Key assessment areas may include:
- Legal registration
- Operational presence in Syria
- Relevant experience in HLP, recovery, displacement, or community programming
- Quality of the proposed methodology
- Understanding of local HLP challenges
- Community-based implementation approach
- Capacity to promote social cohesion
- Gender-inclusive recovery strategy
- Governance and management strength
- Financial accountability
- Integrity and compliance
- Ability to manage a dedicated project bank account
- Feasibility of delivering results within four months
Tips for a Strong Application
A strong application should clearly show that the organisation can deliver sensitive HLP work in a responsible, inclusive, and community-centred way.
Applicants should:
- Clearly describe operational presence in Syria
- Show experience working with affected communities
- Demonstrate understanding of HLP challenges
- Include a realistic four-month workplan
- Explain how trust will be built with communities
- Show how women and vulnerable groups will be included
- Provide strong governance and financial documentation
- Keep the budget within the $250,000 ceiling
- Explain how local government and civil society will be engaged
- Demonstrate capacity to support rights-based and voluntary return processes
Common Mistakes to Avoid
Common mistakes include:
- Not providing proof of legal registration
- Failing to demonstrate operational presence in Syria
- Submitting an unclear organisation profile
- Missing governance or board information
- Not providing audited financial statements
- Failing to submit the Partner Declaration Form
- Not explaining how HLP claims will be documented
- Providing weak community engagement plans
- Ignoring social cohesion or trust-building
- Not addressing gender-inclusive housing recovery
- Submitting an unrealistic four-month workplan
- Not demonstrating capacity to manage a dedicated bank account
FAQ
1. What is the UN-Habitat HLP project in Syria?
It is a grant opportunity supporting housing, land, and property rights, tenure security, social cohesion, and safe voluntary returns through community-based interventions in Syria.

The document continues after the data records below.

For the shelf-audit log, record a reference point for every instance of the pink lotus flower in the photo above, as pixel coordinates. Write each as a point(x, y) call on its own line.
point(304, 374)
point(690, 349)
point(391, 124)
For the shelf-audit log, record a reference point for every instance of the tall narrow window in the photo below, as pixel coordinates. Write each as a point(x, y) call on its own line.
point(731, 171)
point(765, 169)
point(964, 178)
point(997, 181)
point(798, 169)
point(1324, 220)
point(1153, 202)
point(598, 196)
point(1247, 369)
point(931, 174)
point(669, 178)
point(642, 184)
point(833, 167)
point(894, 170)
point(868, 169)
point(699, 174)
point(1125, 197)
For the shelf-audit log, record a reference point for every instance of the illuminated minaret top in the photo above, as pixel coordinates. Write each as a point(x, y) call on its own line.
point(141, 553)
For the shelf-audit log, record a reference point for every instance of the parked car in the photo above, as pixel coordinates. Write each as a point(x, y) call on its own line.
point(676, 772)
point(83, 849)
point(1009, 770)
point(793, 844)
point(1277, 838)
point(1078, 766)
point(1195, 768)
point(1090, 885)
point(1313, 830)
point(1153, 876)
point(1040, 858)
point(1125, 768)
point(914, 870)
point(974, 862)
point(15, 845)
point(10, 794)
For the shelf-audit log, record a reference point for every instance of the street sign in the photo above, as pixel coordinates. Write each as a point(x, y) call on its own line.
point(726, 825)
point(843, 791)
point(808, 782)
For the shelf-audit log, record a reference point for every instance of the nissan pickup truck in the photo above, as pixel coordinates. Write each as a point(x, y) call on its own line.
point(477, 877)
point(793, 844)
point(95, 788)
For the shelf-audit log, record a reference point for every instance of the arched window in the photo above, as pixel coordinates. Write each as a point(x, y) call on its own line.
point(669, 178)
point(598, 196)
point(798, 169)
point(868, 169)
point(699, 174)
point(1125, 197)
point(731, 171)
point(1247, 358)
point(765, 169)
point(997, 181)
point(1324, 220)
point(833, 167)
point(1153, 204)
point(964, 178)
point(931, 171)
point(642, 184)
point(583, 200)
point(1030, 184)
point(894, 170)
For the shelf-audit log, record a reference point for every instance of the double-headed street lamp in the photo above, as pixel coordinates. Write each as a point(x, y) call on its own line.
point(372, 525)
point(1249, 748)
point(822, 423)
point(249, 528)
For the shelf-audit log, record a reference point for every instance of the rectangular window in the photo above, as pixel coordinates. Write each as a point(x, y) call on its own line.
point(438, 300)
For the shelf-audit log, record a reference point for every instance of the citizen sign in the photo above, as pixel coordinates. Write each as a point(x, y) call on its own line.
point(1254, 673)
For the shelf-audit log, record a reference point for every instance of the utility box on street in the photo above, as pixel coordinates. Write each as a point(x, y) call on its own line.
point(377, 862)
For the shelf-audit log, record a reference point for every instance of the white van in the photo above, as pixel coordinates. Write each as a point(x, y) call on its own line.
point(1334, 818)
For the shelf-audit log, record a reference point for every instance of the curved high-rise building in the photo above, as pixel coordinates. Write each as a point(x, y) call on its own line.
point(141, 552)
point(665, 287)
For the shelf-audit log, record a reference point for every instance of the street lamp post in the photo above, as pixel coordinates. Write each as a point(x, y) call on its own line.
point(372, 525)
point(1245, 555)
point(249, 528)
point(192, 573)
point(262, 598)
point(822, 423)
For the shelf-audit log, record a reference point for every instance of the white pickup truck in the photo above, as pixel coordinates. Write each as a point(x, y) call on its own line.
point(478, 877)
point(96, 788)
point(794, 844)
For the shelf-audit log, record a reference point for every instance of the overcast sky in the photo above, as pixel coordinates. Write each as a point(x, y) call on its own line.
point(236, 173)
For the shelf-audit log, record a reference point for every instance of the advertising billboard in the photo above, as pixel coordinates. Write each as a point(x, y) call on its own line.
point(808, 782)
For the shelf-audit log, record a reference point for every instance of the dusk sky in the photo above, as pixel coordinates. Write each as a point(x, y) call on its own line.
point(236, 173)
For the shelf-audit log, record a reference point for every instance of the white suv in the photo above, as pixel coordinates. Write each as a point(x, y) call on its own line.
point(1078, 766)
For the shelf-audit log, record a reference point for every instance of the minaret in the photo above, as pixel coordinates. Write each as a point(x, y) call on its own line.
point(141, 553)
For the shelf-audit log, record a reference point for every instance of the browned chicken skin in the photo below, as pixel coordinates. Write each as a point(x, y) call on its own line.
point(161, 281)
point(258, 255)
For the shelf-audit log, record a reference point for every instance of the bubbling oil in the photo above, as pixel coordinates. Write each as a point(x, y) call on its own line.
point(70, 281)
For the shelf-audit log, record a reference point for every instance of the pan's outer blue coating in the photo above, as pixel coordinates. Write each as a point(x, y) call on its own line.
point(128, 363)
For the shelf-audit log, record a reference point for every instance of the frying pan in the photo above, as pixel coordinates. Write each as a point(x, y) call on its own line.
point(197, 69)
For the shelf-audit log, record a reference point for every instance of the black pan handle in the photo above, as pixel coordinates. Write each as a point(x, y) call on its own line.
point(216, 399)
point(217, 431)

2. Where will the project be implemented?
The project will focus on Aleppo City, Saraqib City, and Ma’arat Al-Nu’uman City.
3. How much funding is available?
The maximum grant size is $250,000.
4. What is the project duration?
The estimated duration of the project is four months.
5. Who can apply?
Legally registered organisations with proof of operational presence in Syria may apply.
6. What documents are required?
Applicants must provide an organisation profile, governance and management structure, governing board details, proof of professional membership, audited financial statements, a signed Partner Declaration Form, and profiles of key organisational leaders.
7. What are the main project focus areas?
The project focuses on HLP claims documentation, HLP awareness raising, one-stop-service window operationalization, social cohesion, tenure security, dignified voluntary returns, gender-inclusive housing recovery, and community-centred recovery.
Conclusion
UN-Habitat’s grant opportunity supports community-based action to strengthen housing, land, and property rights and enable safe, inclusive, and dignified voluntary returns in Syria. With a maximum grant size of $250,000 and an estimated four-month duration, the project focuses on HLP documentation, awareness, social cohesion, tenure security, and trust-building in Aleppo City, Saraqib City, and Ma’arat Al-Nu’uman City. Eligible organisations should submit strong applications demonstrating legal registration, operational presence in Syria, governance integrity, financial accountability, and practical capacity to deliver community-centred HLP interventions.